Grothendieck and his collaborators reformulated algebraic geometry; this is sometimes called the "scheme revolution". Part of this recasting involved generalizing the notion of "point" to include all irreducible components. This may seem strange, but I'll suggest briefly the motivation below. The closure of a "point" now becomes the set of all irreducible components contained in it. With this definition, the answer is typically no. Two lines (regarded as "points") that intersect in a classical point cannot be separated, because their closures intersect in the classical point.

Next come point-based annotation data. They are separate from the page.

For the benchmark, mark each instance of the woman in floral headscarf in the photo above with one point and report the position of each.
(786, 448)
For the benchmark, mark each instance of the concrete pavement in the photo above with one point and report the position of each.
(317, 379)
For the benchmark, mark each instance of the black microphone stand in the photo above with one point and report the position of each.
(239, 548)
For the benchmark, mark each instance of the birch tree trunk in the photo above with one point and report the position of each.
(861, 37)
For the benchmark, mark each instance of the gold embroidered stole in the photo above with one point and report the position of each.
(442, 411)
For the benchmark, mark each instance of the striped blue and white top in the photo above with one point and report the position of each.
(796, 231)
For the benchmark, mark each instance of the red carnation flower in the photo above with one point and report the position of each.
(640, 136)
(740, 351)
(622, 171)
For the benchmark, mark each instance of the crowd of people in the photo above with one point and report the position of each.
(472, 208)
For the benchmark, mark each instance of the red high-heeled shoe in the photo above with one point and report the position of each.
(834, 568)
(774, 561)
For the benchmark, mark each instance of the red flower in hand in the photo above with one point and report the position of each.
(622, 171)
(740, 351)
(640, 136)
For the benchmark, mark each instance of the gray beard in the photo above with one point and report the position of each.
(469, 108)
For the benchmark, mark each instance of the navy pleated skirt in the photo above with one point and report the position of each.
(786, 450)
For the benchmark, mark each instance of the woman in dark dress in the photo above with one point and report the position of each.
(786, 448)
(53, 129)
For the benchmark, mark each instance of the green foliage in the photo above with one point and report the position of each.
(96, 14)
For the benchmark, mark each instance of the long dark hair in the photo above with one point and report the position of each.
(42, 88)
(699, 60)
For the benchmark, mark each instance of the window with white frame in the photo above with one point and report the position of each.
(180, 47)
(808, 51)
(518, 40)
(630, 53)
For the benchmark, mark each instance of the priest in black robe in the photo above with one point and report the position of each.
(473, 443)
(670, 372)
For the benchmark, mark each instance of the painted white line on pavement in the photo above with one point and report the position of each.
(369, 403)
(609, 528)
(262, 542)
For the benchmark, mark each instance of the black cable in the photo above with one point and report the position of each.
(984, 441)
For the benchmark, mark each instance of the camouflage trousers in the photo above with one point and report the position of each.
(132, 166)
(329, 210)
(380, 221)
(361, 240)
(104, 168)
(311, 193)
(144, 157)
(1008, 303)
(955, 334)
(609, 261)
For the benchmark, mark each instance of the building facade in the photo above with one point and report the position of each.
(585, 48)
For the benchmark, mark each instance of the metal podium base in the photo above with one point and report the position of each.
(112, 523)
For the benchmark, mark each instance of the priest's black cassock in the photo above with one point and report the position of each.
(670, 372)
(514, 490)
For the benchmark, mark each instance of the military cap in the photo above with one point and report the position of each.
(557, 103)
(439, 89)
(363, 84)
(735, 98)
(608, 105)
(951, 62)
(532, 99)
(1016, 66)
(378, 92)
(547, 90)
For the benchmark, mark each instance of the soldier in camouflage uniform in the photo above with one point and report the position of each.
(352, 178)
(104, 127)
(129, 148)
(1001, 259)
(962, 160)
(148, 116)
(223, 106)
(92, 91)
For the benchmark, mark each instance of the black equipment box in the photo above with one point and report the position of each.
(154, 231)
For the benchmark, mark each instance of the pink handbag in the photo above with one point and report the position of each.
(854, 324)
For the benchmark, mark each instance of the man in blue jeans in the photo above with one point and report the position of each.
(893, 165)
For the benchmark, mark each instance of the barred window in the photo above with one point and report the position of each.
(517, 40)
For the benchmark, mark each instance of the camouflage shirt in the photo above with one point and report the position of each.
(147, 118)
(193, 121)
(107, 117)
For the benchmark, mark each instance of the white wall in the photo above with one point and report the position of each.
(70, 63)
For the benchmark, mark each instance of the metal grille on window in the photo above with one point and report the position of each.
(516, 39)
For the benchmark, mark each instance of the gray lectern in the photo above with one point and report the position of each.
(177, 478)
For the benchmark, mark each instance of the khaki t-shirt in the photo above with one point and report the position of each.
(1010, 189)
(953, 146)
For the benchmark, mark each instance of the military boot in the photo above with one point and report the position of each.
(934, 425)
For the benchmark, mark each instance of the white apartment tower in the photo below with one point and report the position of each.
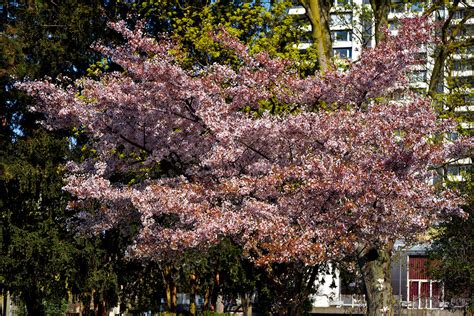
(351, 31)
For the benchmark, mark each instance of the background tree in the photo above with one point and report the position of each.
(235, 174)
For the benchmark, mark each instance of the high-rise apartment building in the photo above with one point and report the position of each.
(352, 29)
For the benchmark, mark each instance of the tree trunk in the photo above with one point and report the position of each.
(192, 298)
(380, 9)
(170, 289)
(33, 303)
(318, 12)
(374, 264)
(246, 304)
(215, 292)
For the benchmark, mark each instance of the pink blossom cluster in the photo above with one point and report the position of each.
(343, 166)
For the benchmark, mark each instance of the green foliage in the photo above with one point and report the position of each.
(453, 250)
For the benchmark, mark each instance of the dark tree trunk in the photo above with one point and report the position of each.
(380, 9)
(318, 13)
(374, 264)
(33, 303)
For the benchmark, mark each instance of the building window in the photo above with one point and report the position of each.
(418, 76)
(344, 53)
(397, 7)
(393, 25)
(417, 7)
(341, 19)
(423, 292)
(341, 36)
(341, 3)
(460, 65)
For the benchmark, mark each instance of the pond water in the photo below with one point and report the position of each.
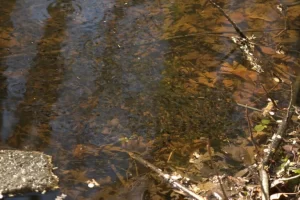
(79, 75)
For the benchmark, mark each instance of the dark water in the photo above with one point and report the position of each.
(94, 72)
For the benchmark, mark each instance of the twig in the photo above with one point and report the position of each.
(281, 132)
(264, 184)
(216, 172)
(246, 106)
(166, 177)
(250, 131)
(267, 94)
(170, 156)
(237, 29)
(290, 178)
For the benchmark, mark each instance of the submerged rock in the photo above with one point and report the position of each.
(25, 171)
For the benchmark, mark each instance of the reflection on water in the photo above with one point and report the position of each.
(93, 72)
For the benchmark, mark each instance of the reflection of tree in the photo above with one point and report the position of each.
(43, 81)
(6, 8)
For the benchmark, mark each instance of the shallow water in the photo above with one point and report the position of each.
(96, 72)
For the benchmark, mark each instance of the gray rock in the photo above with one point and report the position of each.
(25, 171)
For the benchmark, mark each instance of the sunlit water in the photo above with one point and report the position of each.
(94, 72)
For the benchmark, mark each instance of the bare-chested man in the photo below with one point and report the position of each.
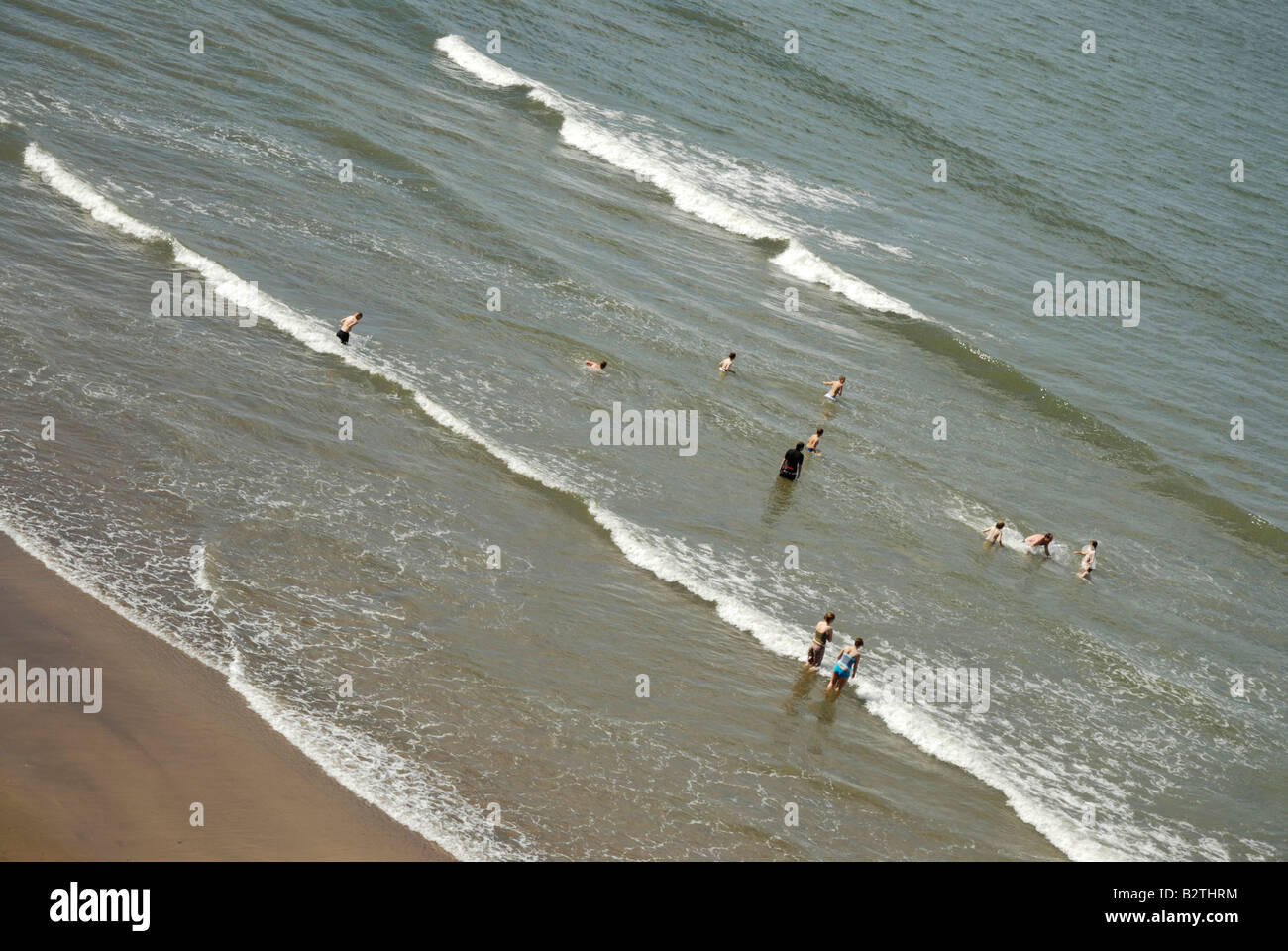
(1089, 560)
(822, 635)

Why this expanded notion of "point"? Well, even classically we have the correspondence between ideals and algebraic sets. Recall that this is order-reversing. Let's restrict to the classical case where the ground field $\mathbb{K}$ is algebraically closed. The space of all classical points corresponds to MaxSpec, the maximal spectrum, which is the collection of all maximal ideals. The closed sets in the Zariski topology on MaxSpec are of the form $\{M\in\text{MaxSpec}\;|\;M\supseteq I\}$, where $I$ is an ideal.
It turns out the prime spectrum Spec has nicer properties than the maximal spectrum. This is especially true when we want to generalize beyond the classical case of an algebraically closed ground field. We define the Zariski topology on Spec just the same way: the closed sets are things of the form $\{P\in\text{Spec}\;|\;P\supseteq I\}$, where $I$ is an ideal.
Translating back using the order-reversing correspondence, the switch from MaxSpec to Spec means we should consider all irreducible components to be "points" of the space.
Caveat: If you glance at the Wikipedia entry for "schemes", you will see I've barely hinted at all the complexities of the Grothedieck approach. I've tried to say just enough to answer your question.